Journal and Letters.

Chesters, Northumberland, Oct. 6.—All my dread of visits passed away when they began. Capital indeed is Milton’s advice—

‘Be not over-exquisite
To cast the fashion of uncertain evils.’

And then I know one ought to go into the world ‘as a fireman on duty,’ which Cardinal Manning said was his only way of visiting it for thirty years. One thing a man who pays a good many visits should always be certain of—never to outstay his welcome. It would be dreadful to see one’s hostess begin to have the fidgets. It is safest—at latest—to go by the eleven o’clock train, but a good and pleasant plan is to take leave overnight, and be gone the next morning. I was full of enjoyment at Penrhyn Castle—the genial and charming family, the great variety of the guests, and the excursions, in spite of furious storms, into the Welsh hills. Then I was with a most kind bachelor host, Fred Swete, at Oswestry, and spent the day at Brogyntyn with Lord Harlech, a perfect example of old-fashioned courtesy and kindness. In his grounds is a long terrace with a glorious view over the plains and hills of Shropshire, including the beloved Hawkestone range of my childhood.
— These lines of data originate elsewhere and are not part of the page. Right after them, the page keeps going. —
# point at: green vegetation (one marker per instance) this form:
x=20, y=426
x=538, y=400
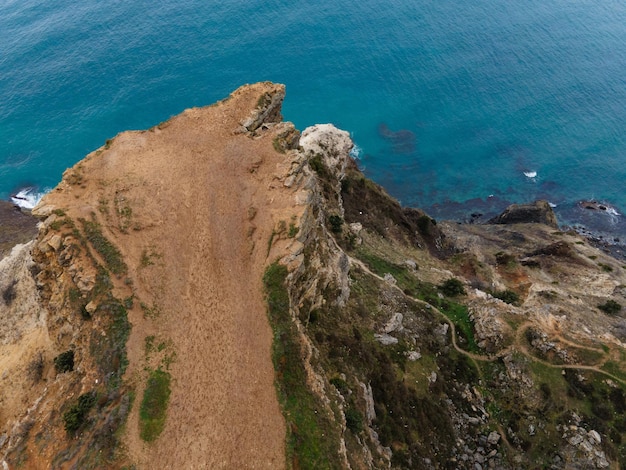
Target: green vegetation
x=452, y=288
x=75, y=417
x=150, y=312
x=335, y=223
x=277, y=144
x=64, y=362
x=310, y=444
x=610, y=307
x=10, y=293
x=109, y=252
x=153, y=408
x=508, y=296
x=293, y=230
x=459, y=315
x=380, y=266
x=425, y=225
x=605, y=267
The next day, at the Brownlow-Towers’ pleasant house at Ellesmere, a little girl of eight was most amusingly fin de siècle. ‘Now, darling, you must go up to the schoolroom and stay there,’ said her mother after luncheon. ‘No, darling, no,’ answered the child. ‘I must not, darling,’ with an exact imitation of its mother’s manner, ‘for I’ve been listening, and it’s going to be interesting.’

“We made delightful excursions from Lutwyche to draw at Bridgenorth and an old moated grange called Elswick, meeting Lady Boyne and her party, who came from Burwarton as to a half-way house.